The cardinal gave an order, and the convoy began to move faster. He turned to watch as the count’s cavalcade drew abreast of the oak woods on the bluff above the road.
‘We must kill them all,’ Alessandro said. His voice was as hard as steel. The Greek and Italian men-at-arms all nodded.
Marcus and Stefanos, the best-armoured men after Alessandro himself, rode away, moving slowly so as not to raise dust.
The rest of them dismounted in the trees, where they were bedevilled by insects for an uncomfortable hour. Peter took the two bows from the capitano, and strung them with Swan’s help. He drew first one, and then the other, and winced on both draws. He made a face.
‘Good bows. I’ll take this one.’ He put the bow by him and unstrung the other, and Swan handed it to the capitano. Alessandro looked at him.
‘Do you shoot?’ he asked.
Peter rested his back against the bole of a giant oak and prepared to go to sleep. But he raised his face to Swan.
‘Toe nou! I’d be surprised if he didn’t shoot,’ Peter said.
Swan shrugged. ‘I can use a bow,’ he admitted.
Peter nodded, as if a mystery were solved, or perhaps as if Swan could now be taken seriously. ‘I’ve never met an Englishman who could not shoot,’ he said, and went to sleep.
Giannis spanned his crossbow, put an arrow into the trough, and lay down.
Giorgos and Ramone stayed with the horses. They had no armour, and no bows.
‘Always be sure of your retreat,’ Alessandro said. ‘Even when the odds are heavily in your favour.’
The insects droned. Peter snored.
There were hoof-beats near the ford, and the sound of harness and armour, and suddenly Peter was awake, bow in hand, standing behind the bole of his tree.
Swan’s heart beat too hard. He was tired – he wanted to sleep, but he was too afraid, too full of something that made his nerves tingle, his stomach flip over, his bowels twitch.

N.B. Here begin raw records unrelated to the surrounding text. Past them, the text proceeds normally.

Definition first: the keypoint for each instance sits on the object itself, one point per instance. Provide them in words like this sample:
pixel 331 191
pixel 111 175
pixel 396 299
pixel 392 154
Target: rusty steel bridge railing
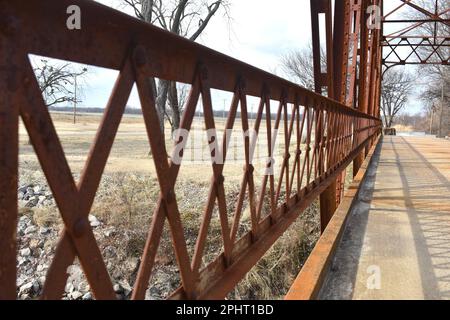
pixel 335 135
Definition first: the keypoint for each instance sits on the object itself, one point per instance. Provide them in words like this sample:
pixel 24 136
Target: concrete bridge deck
pixel 396 241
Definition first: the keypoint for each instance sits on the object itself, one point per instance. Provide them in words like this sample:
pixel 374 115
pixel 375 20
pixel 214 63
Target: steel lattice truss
pixel 335 135
pixel 416 32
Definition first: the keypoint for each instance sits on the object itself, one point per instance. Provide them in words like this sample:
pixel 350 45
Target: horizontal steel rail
pixel 111 39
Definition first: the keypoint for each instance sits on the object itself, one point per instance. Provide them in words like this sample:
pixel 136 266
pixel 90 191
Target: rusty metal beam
pixel 140 51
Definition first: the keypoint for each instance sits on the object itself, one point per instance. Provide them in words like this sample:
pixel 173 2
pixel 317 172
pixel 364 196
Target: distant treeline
pixel 130 110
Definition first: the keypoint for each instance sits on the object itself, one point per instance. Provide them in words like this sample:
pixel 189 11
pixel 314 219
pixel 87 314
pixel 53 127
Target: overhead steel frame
pixel 404 45
pixel 352 74
pixel 140 51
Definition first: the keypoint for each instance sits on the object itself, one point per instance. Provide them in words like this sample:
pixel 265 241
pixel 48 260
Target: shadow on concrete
pixel 429 220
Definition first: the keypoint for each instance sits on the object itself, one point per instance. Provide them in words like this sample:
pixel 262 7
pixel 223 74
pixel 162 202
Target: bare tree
pixel 396 87
pixel 187 18
pixel 298 65
pixel 57 81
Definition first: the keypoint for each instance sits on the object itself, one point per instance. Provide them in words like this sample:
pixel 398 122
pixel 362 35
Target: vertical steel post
pixel 362 87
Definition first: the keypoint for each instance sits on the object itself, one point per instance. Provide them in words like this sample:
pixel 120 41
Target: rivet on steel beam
pixel 140 57
pixel 8 25
pixel 80 227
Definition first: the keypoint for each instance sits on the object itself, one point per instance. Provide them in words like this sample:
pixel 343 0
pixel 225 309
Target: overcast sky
pixel 259 34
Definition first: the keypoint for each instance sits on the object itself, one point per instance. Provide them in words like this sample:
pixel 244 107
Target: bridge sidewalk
pixel 396 244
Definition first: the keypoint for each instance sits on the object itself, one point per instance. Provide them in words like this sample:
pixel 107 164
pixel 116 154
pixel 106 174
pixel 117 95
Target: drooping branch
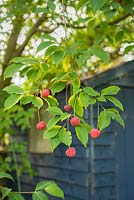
pixel 12 42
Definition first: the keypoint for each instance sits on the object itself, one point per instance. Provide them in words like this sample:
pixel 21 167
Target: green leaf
pixel 52 101
pixel 49 37
pixel 78 107
pixel 5 191
pixel 37 102
pixel 73 76
pixel 14 89
pixel 53 121
pixel 90 91
pixel 51 5
pixel 97 4
pixel 11 101
pixel 119 119
pixel 115 101
pixel 104 120
pixel 111 90
pixel 6 175
pixel 54 190
pixel 54 111
pixel 128 49
pixel 52 132
pixel 58 56
pixel 55 142
pixel 34 74
pixel 92 100
pixel 84 99
pixel 12 69
pixel 76 86
pixel 61 76
pixel 50 50
pixel 24 60
pixel 65 137
pixel 101 98
pixel 58 86
pixel 82 133
pixel 119 36
pixel 39 196
pixel 44 45
pixel 26 99
pixel 65 116
pixel 42 10
pixel 100 53
pixel 15 196
pixel 83 58
pixel 71 100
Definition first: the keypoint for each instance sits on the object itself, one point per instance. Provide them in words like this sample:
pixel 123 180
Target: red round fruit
pixel 95 133
pixel 45 93
pixel 41 125
pixel 75 121
pixel 71 152
pixel 67 108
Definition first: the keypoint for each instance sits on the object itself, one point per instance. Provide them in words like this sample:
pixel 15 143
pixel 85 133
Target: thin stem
pixel 102 106
pixel 98 111
pixel 66 94
pixel 16 167
pixel 38 115
pixel 64 20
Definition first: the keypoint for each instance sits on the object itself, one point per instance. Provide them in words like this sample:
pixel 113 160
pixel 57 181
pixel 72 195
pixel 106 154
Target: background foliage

Alessandro just chewed on a grass stem and watched the road.
The count’s men – led by the unmistakable figure of the count – came on at a fast trot. The count passed the silver in the road, but the next man reined in, and suddenly they were all stopped, and men were dismounting.
Alessandro smiled, much as the fox might smile when the hen comes to find its missing egg. He snapped his fingers. Peter tensed, and Swan took a war arrow from the bundle at his feet, placed it to the string, and drew to his ear, cocking his head slightly to engage the muscles in his back.
Giannis loosed. His crossbow made a flat snap. One of the men in the scrum over the coins flipped off his horse.